Westport and Irish Seafood

24 September 2018

After a long day of walking the seabed to castles, crossing beaches, driving through boglands, and precariously trekking mountainside village ruins, we were ready to have a relaxing sit down and a nice dinner. We made our way into the town of Westport for a seafood place earning a great reputation. Before we were ready for dinner though, there was one more stop we needed to make...

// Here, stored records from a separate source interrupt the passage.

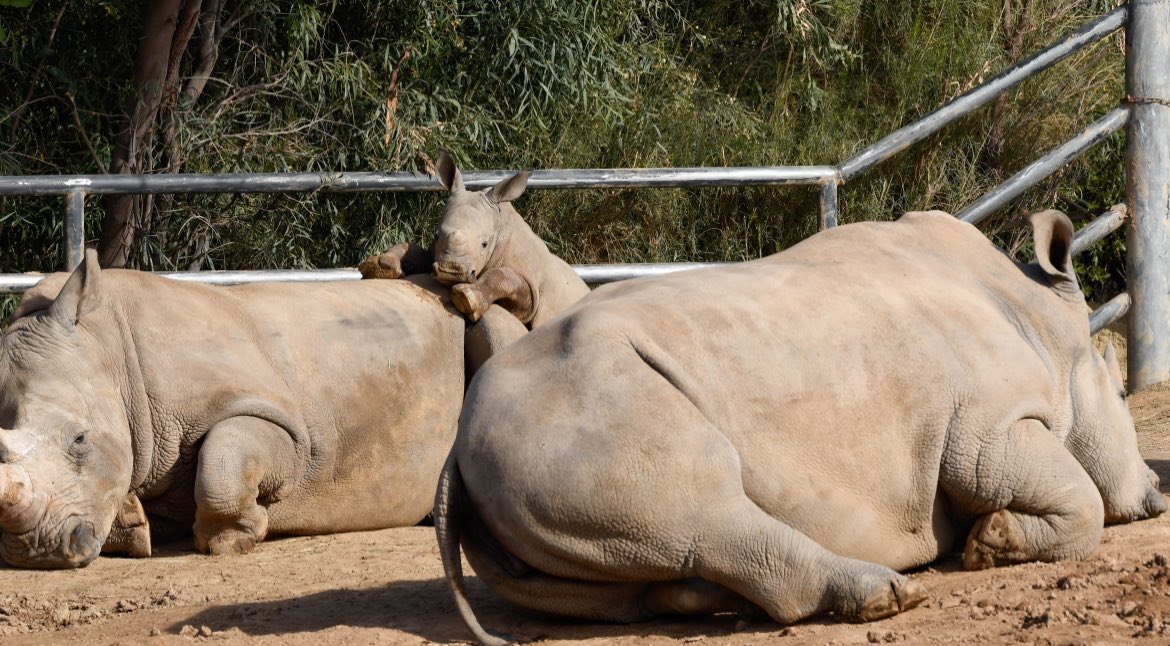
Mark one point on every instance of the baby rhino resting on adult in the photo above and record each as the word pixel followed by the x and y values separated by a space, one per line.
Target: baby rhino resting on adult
pixel 488 253
pixel 785 434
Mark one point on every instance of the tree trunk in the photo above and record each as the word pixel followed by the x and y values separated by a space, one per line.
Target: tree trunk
pixel 123 213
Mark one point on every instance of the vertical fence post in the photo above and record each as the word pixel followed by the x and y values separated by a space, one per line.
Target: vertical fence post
pixel 828 205
pixel 1148 184
pixel 75 228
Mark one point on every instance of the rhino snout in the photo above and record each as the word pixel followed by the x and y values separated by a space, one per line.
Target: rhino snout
pixel 77 547
pixel 453 273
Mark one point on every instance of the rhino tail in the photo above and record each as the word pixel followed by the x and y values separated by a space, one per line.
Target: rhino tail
pixel 448 516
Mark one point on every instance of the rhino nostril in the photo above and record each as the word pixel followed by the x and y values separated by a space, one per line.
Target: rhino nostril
pixel 1155 503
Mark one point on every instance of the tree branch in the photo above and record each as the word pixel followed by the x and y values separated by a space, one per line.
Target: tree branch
pixel 36 73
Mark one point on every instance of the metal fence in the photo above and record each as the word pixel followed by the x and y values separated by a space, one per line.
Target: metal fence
pixel 1146 109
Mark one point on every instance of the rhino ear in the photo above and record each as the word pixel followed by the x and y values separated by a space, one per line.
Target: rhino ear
pixel 1052 233
pixel 1110 363
pixel 510 189
pixel 81 293
pixel 447 173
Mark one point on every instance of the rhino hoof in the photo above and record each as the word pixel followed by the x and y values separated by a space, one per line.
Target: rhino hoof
pixel 228 545
pixel 995 540
pixel 467 300
pixel 899 596
pixel 385 266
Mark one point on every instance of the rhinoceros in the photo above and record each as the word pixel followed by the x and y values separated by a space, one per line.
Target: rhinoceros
pixel 786 434
pixel 487 253
pixel 239 411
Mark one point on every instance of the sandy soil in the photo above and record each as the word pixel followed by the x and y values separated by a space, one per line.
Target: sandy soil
pixel 385 588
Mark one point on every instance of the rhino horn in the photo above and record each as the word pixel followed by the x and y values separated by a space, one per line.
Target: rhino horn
pixel 14 445
pixel 80 294
pixel 447 173
pixel 16 510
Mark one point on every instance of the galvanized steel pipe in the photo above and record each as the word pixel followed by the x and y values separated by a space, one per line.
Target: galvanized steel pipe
pixel 75 228
pixel 1101 226
pixel 592 274
pixel 1043 167
pixel 1148 183
pixel 1114 309
pixel 827 205
pixel 406 181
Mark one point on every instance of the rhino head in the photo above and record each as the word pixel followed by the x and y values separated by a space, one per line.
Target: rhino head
pixel 474 224
pixel 1101 435
pixel 64 438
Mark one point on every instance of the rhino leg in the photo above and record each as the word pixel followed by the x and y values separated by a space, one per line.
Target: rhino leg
pixel 502 286
pixel 243 462
pixel 130 531
pixel 404 259
pixel 491 334
pixel 792 577
pixel 1032 500
pixel 617 602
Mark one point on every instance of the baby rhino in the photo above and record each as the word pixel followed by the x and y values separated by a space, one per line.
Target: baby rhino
pixel 487 252
pixel 786 434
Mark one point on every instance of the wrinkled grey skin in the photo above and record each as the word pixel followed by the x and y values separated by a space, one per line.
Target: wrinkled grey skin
pixel 241 412
pixel 786 434
pixel 488 254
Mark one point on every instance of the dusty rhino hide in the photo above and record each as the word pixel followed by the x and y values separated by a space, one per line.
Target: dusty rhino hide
pixel 487 253
pixel 241 411
pixel 786 434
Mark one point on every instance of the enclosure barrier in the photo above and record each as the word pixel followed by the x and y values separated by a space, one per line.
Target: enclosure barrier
pixel 1147 111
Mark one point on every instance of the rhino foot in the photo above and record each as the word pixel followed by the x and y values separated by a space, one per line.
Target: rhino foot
pixel 130 531
pixel 899 596
pixel 468 300
pixel 226 543
pixel 996 540
pixel 385 266
pixel 226 536
pixel 879 592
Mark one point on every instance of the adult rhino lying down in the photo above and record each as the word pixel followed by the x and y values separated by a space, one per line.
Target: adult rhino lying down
pixel 243 411
pixel 787 433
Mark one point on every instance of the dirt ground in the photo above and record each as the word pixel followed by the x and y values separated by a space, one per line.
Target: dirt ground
pixel 386 588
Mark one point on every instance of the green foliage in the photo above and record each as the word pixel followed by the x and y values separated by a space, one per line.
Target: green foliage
pixel 307 86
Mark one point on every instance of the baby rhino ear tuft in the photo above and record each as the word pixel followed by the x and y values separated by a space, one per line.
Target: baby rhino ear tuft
pixel 81 293
pixel 1052 234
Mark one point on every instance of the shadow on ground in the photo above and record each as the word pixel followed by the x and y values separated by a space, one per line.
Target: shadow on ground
pixel 425 609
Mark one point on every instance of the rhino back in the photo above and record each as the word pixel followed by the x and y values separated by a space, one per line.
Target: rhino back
pixel 369 372
pixel 865 345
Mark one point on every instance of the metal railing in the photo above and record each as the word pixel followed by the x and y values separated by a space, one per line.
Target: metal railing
pixel 1147 84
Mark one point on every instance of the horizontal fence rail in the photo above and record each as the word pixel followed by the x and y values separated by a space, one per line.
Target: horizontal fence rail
pixel 979 96
pixel 1045 166
pixel 827 178
pixel 407 181
pixel 1109 313
pixel 592 274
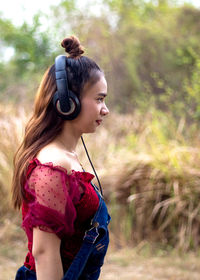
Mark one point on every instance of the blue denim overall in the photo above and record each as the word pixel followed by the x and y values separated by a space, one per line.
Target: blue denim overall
pixel 88 261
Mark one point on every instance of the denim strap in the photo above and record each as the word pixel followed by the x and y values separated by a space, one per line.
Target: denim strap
pixel 89 239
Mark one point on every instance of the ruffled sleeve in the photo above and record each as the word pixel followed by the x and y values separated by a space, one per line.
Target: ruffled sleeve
pixel 52 195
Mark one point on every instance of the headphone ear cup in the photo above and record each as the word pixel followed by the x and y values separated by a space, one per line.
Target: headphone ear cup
pixel 75 106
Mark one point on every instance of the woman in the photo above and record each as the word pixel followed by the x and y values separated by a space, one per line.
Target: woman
pixel 57 197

The sunset over Westport Quay. Amazing!

We circled around the edge of the town to the western seaside, home to both the restaurant as well as the Westport Quay. The sun was dipping towards the horizon and the sky was that nice mix of clouds and clear, so we wanted to see the sunset over Clew Bay. We parked by the marina, looked at the sailboats on the hard (with a little bit of daydreaming of our own one day), and walked along the dock toward the end of the Quay. From there we saw the towering peak of Croagh Patrick, traced the waters where the bay slowly made its way out to the Atlantic Ocean, and watched a couple of cows grazing on a hilltop across the water. Before long, the sun lit up the sky in brilliant orange and yellow as it found its way to the horizon. A sight well worth the wait!

Considering that Ireland is an island nation, you would assume it is a big seafood country. Surprisingly though seafood was not as central to their cuisine as one would think. That does seem to be changing significantly, as the Irish are really appreciating the bounty from their cold waters. Even in the ten years since we were here last, the amount of seafood on the local menus had increased drastically.

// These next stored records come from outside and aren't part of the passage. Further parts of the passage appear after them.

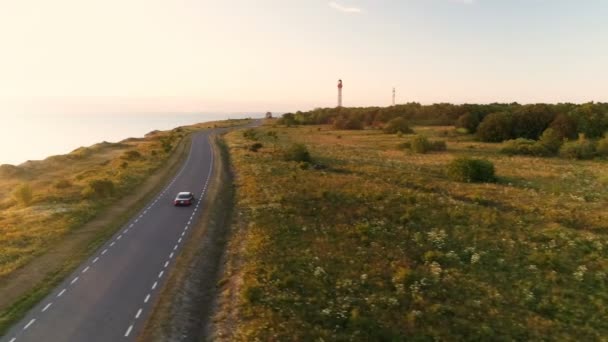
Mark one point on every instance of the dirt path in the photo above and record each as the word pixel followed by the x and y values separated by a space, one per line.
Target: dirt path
pixel 32 282
pixel 185 307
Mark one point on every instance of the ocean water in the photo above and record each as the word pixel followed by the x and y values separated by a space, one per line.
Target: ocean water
pixel 35 136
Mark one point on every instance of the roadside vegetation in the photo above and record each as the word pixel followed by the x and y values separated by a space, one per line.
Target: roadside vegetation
pixel 46 203
pixel 351 235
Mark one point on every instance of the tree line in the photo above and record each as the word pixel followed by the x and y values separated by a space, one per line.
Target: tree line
pixel 494 122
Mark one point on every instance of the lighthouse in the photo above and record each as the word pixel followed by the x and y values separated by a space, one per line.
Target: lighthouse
pixel 339 93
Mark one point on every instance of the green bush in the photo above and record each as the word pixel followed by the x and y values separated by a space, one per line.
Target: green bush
pixel 23 194
pixel 348 123
pixel 579 149
pixel 471 170
pixel 496 127
pixel 469 122
pixel 602 147
pixel 100 188
pixel 551 140
pixel 62 184
pixel 420 144
pixel 297 153
pixel 255 147
pixel 250 134
pixel 524 147
pixel 131 155
pixel 438 145
pixel 397 125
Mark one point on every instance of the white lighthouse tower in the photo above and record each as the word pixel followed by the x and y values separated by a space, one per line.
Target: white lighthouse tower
pixel 339 93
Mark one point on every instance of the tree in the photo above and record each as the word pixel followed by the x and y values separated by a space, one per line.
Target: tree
pixel 591 119
pixel 468 121
pixel 564 126
pixel 530 121
pixel 496 127
pixel 397 125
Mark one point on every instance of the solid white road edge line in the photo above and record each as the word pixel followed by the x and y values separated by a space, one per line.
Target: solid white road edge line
pixel 29 324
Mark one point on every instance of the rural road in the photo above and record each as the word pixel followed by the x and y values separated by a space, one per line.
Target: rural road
pixel 109 297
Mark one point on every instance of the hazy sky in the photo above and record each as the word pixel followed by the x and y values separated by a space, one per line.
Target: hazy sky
pixel 283 55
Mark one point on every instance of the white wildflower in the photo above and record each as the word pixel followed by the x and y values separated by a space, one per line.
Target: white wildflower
pixel 580 272
pixel 437 237
pixel 475 258
pixel 436 269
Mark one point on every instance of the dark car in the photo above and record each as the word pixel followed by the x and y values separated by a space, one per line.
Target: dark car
pixel 184 198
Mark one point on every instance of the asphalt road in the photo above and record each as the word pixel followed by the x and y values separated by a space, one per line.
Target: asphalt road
pixel 109 297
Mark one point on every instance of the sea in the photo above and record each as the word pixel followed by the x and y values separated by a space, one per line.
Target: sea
pixel 35 136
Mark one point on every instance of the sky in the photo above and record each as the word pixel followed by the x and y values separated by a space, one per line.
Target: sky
pixel 285 55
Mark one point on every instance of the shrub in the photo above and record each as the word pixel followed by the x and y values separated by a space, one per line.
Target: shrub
pixel 23 194
pixel 579 149
pixel 421 144
pixel 469 122
pixel 524 147
pixel 471 170
pixel 496 127
pixel 99 188
pixel 602 147
pixel 297 153
pixel 438 145
pixel 348 123
pixel 250 134
pixel 564 126
pixel 62 184
pixel 131 155
pixel 255 147
pixel 551 140
pixel 397 125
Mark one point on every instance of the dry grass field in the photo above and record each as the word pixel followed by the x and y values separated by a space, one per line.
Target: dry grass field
pixel 64 192
pixel 372 242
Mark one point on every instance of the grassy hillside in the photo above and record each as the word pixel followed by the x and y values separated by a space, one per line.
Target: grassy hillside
pixel 373 242
pixel 42 201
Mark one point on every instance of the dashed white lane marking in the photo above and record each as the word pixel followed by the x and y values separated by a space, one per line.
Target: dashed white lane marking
pixel 128 331
pixel 29 324
pixel 138 313
pixel 46 307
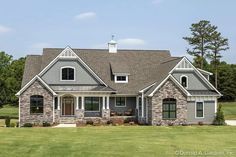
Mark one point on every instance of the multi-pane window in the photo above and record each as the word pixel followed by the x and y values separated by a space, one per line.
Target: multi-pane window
pixel 199 109
pixel 36 104
pixel 120 102
pixel 68 74
pixel 169 109
pixel 91 103
pixel 184 81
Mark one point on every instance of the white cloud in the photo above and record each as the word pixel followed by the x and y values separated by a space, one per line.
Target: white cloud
pixel 131 42
pixel 157 1
pixel 4 29
pixel 85 16
pixel 124 43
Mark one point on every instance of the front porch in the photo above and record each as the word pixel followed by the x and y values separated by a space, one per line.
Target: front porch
pixel 68 108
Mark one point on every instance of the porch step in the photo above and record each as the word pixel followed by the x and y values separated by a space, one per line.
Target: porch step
pixel 67 120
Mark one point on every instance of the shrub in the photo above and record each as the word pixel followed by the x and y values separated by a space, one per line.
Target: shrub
pixel 219 119
pixel 46 124
pixel 200 123
pixel 27 125
pixel 7 121
pixel 17 124
pixel 89 122
pixel 12 125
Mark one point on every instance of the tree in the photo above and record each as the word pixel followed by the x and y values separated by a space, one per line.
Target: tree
pixel 216 45
pixel 5 61
pixel 201 33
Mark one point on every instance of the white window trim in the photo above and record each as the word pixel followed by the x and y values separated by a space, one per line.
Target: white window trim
pixel 98 104
pixel 186 80
pixel 203 106
pixel 120 106
pixel 126 81
pixel 67 67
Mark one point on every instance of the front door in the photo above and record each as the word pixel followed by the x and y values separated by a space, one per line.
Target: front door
pixel 68 106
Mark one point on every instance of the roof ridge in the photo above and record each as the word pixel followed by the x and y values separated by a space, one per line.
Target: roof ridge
pixel 173 59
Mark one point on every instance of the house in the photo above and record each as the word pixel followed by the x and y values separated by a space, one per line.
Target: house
pixel 72 85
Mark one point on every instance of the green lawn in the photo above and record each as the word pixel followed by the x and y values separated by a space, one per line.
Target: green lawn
pixel 229 109
pixel 118 141
pixel 8 110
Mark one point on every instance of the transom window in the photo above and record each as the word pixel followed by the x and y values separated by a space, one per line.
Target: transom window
pixel 120 102
pixel 169 108
pixel 199 109
pixel 91 103
pixel 121 79
pixel 68 73
pixel 36 104
pixel 184 81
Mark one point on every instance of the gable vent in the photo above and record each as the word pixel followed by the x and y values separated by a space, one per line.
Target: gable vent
pixel 112 45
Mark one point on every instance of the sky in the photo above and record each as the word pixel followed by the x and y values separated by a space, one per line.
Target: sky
pixel 28 26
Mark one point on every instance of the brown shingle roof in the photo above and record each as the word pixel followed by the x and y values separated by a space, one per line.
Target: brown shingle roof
pixel 145 66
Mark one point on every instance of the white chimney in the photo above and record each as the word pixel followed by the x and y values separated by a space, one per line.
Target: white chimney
pixel 112 45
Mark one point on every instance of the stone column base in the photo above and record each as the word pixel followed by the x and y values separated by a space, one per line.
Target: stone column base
pixel 106 114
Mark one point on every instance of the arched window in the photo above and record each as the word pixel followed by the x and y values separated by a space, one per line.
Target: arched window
pixel 36 104
pixel 184 81
pixel 67 73
pixel 169 108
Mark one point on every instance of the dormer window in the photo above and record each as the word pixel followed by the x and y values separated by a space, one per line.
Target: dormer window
pixel 67 74
pixel 184 81
pixel 121 78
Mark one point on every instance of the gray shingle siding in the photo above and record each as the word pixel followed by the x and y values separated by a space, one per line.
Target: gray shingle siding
pixel 130 104
pixel 209 112
pixel 82 76
pixel 194 82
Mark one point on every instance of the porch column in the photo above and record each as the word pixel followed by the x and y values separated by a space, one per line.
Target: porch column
pixel 82 101
pixel 142 105
pixel 103 102
pixel 58 102
pixel 77 103
pixel 108 102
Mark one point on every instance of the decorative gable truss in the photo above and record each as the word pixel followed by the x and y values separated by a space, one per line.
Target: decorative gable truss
pixel 68 53
pixel 185 64
pixel 31 82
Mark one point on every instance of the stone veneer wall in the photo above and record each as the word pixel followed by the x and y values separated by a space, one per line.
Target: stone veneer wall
pixel 168 90
pixel 36 89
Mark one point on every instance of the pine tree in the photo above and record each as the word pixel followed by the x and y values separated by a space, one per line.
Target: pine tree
pixel 200 37
pixel 216 45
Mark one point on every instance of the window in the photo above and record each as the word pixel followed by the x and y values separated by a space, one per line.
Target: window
pixel 55 102
pixel 67 73
pixel 199 109
pixel 91 103
pixel 36 104
pixel 184 81
pixel 169 108
pixel 120 102
pixel 121 79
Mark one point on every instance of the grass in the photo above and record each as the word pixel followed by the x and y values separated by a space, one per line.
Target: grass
pixel 2 122
pixel 229 109
pixel 8 110
pixel 118 141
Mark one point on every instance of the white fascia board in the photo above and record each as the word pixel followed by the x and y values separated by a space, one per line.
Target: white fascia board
pixel 142 90
pixel 79 59
pixel 175 81
pixel 31 81
pixel 205 80
pixel 198 72
pixel 204 71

We are both big seafood fans, and when we go somewhere close to the sea, fresh seafood is what we hope to find!

One of the boats tied to Westport Quay. Love the coloring

Just a short distance down from the Quay, right along the shoreline, was a restaurant called Cronin’s Sheebeen. We had heard that this place had great seafood and was making waves in the local dining scene, so we had to check it out! We had excellent mussels with Irish brown bread. For me, the brown bread is the defining flavor of Ireland, far moreso than even Guinness. I love the brown bread! Beth had baked Hake fish and I decided on cod with bacon and peas. It was absolutely heavenly! There has been a lot of buzz about Irish seafood lately, and we can’t wait to try it all!

We toyed with the idea of finding some trouble to get into somewhere in Westport, but ultimately were pretty beat from our long day and settled in to an early night. The next morning, we bid a sad farewell to our cozy little hobbit hole, trekked through Westport for some breakfast and coffee, and got ready for the long drive down to Connemara as we head back to the same cottage where we stayed ten years ago on our honeymoon!

We took the longer route from Westport to our cottage in An Spid­éal, taking the N59 through Mayo then down along the coast of Connemara, following close to the Wild Atlantic Way the whole route. Right as we crossed from Counties Mayo to Galway we passed by the Killary Fjord, which is popular with boaters, tour groups, and adventure sports... but it is also where they get some of the very best seafood Western Ireland has to offer- Killary Mussels!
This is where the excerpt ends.